(*) Marli Gonçalves
Também estou preocupada. Todos nós estamos apreensivos, e perplexos. É estranho estar apreensivo e perplexo ao mesmo tempo, mas é o que acontece. Vou tentar expor um ponto de vista daqui da minha torre de observação: um novo tempo, apesar dos pesares, está chegando. Eles agora têm netos, não vão querer fazer feio. Pelo menos não tão feio
Pensa comigo. Aos fatos. Está visto no decorrer da Operação Lava Jato que não há mais como escapar de investigações e que estas viram ao avesso as vidas, o presente, o passado e o futuro, aqui e em toda a galáxia. Certo? Certo. Até pode fazer, mas tem de rebolar tanto para não ser descoberto que vai acabar chamando a atenção do japonês.
Sorria, você está sendo filmado, fotografado, televisionado, gravado, youtubado, instagramado, facebucado, zapzapeado e tuitado – eles também, e bem mais do que nós.

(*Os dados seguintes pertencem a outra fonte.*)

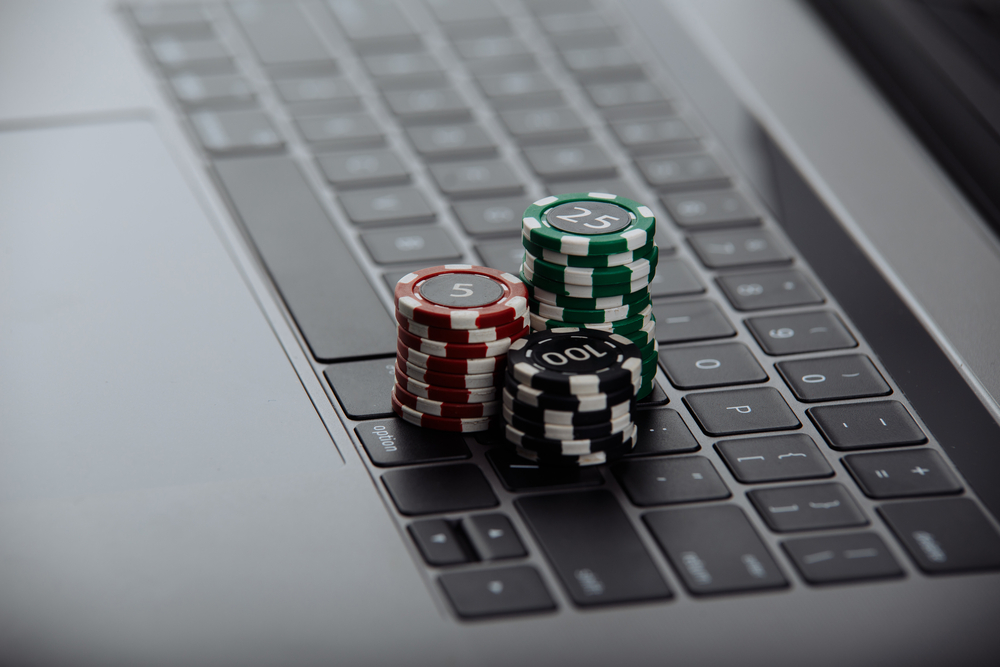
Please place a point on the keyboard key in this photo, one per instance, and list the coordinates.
(233, 132)
(451, 142)
(718, 208)
(394, 206)
(662, 431)
(593, 548)
(775, 458)
(739, 247)
(545, 126)
(837, 558)
(491, 216)
(496, 592)
(665, 481)
(436, 489)
(308, 259)
(711, 366)
(493, 536)
(768, 289)
(950, 535)
(830, 378)
(691, 320)
(800, 332)
(913, 472)
(394, 442)
(864, 425)
(682, 171)
(578, 161)
(479, 178)
(416, 245)
(810, 507)
(363, 169)
(730, 558)
(517, 474)
(437, 542)
(741, 411)
(363, 387)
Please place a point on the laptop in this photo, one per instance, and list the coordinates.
(204, 211)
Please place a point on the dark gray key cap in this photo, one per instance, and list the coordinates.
(493, 536)
(496, 592)
(436, 489)
(416, 245)
(864, 425)
(392, 206)
(913, 472)
(312, 266)
(491, 216)
(691, 320)
(363, 169)
(505, 255)
(520, 89)
(280, 33)
(710, 365)
(576, 161)
(394, 442)
(950, 535)
(341, 130)
(431, 105)
(437, 542)
(517, 474)
(837, 558)
(769, 289)
(716, 208)
(829, 378)
(809, 507)
(729, 558)
(479, 178)
(541, 126)
(673, 278)
(774, 458)
(800, 332)
(593, 548)
(739, 247)
(649, 135)
(234, 132)
(451, 142)
(363, 387)
(741, 411)
(197, 90)
(666, 481)
(661, 431)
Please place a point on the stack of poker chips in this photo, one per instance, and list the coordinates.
(455, 325)
(589, 259)
(569, 396)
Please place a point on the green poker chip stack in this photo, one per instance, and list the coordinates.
(589, 259)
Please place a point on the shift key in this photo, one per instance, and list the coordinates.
(593, 548)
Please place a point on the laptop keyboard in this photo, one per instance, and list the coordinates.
(357, 140)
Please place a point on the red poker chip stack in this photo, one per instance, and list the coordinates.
(455, 325)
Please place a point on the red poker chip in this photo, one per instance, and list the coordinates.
(461, 296)
(444, 409)
(446, 394)
(462, 335)
(443, 365)
(439, 348)
(453, 380)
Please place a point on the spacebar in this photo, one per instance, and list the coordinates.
(593, 547)
(334, 305)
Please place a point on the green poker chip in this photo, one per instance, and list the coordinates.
(587, 261)
(586, 224)
(574, 275)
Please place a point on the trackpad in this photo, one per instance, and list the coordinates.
(132, 354)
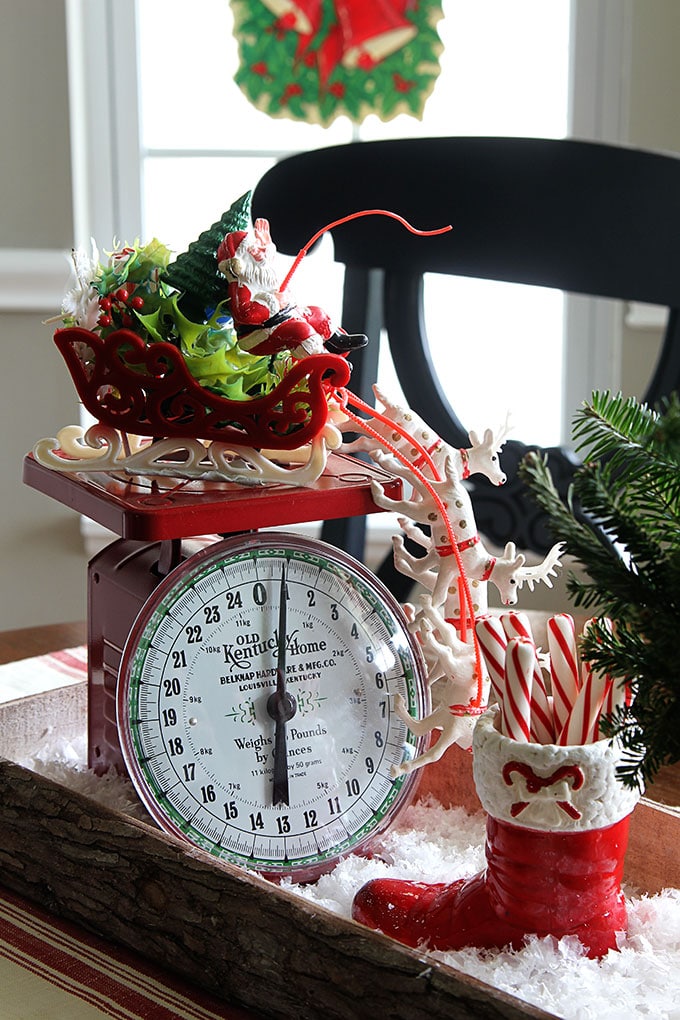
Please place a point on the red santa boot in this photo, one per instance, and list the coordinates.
(556, 838)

Pois bem. Com algumas décadas acompanhando a política nacional como jornalista, conheço ou lembro mais detalhes ainda do que a maioria de vocês, da vida pregressa desses cavalheiros de cabeça branca ou lisinha que ora se apresentam para nos governar e também os que se apresentam para resistir. Muita coisa antiga da época que só havia muito o “ouvi falar”, mas quase nada era mesmo investigado. Assunto abafado era o termo. Às vezes, escapava, vazava, e algum jornalista conseguia uma boa história, suportava a pressão. Mas, como disse, eles eram jovens, arrogantes, queriam subir na vida e aprenderam política antiga contaminada por populismo.
A essa altura, hoje, já devem ter percebido que as coisas realmente mudaram. Se tiverem consciência da importância do momento e da missão que constroem – e isso a gente pode ficar lembrando a eles todo o tempo – precisam tentar fazer o melhor, o seu melhor, não podem se deslumbrar com cargos e poderes. Já viveram, são raposas, experientes em sua grande maioria.
Vão querer entrar para a história com uma foto melhor na carteira de identidade. Tomara. Tomara. Tomara.
Da mesma forma, e do outro lado, os mais tradicionais dirigentes e militantes parecem crianças novamente se divertindo de voltar a atuar, ser de esquerda, de se manter bem à esquerda, combatendo “golpes”, de agitar, conclamar, ser revolucionário – a única forma que antes todos nós achávamos legal para ficar para a história. Mártires. Mas eles terão um limite, não posso acreditar que – e será uma enorme decepção se o fizerem, como inclusive ameaçam – na Hora H insuflarão mais as massas de manobra, os jovens. Temo porque eles não têm mais tanta energia, e a situação ficaria fora de controle.
Passado esse meu momento otimismo em primeiro grau, me peguei pensando nessas coisas, entrar na história, ficar para a história, passar para a história. Entrar: a marca que deixamos quando fazemos algo marcante, realmente importante. Ficar: o legado de que um ato ou pensamento nosso possa conseguir ser imortal, ser exemplo, servir como guia e lembrança. E, enfim, passar para a história: o reconhecimento de uma ou mais gerações, ou ao menos de algum estudioso que dê a chancela, faça algum registro. Há até os que ganharam feriado, ou o direito de ficar “a vida inteira” sendo festejado no aniversário da morte.
Nos tempos digitais, com a locomotiva do tempo transformando-se em trem bala de forma espantosa, e o google virando verbo, ficou mais fácil e ficou maior esse mundo da tal história. Mais espaçoso, infelizmente talvez também menos criterioso, mas agora todos nós podemos sonhar com isso. Em estar bem na fita. Temos que caprichar é como chegaremos lá e por quais fatos mereceremos ser lembrados eternamente – História é eternamente, um infinito que não tem tamanho.
Nesse exato momento, por linhas tortas ou não, somos a caneta que escreve a história. Mas não posso deixar de ressaltar que a tinta é indelével. Portanto, por favor, redobrem a atenção, escrevam com cuidado, sem arrependimentos, porque esse é exatamente um momento que passará para a história. E não pode ter borrão.
São Paulo, olho em Brasília, Brasil, maio de 2016
(*) Marli Gonçalves, jornalista – Registre-se isso.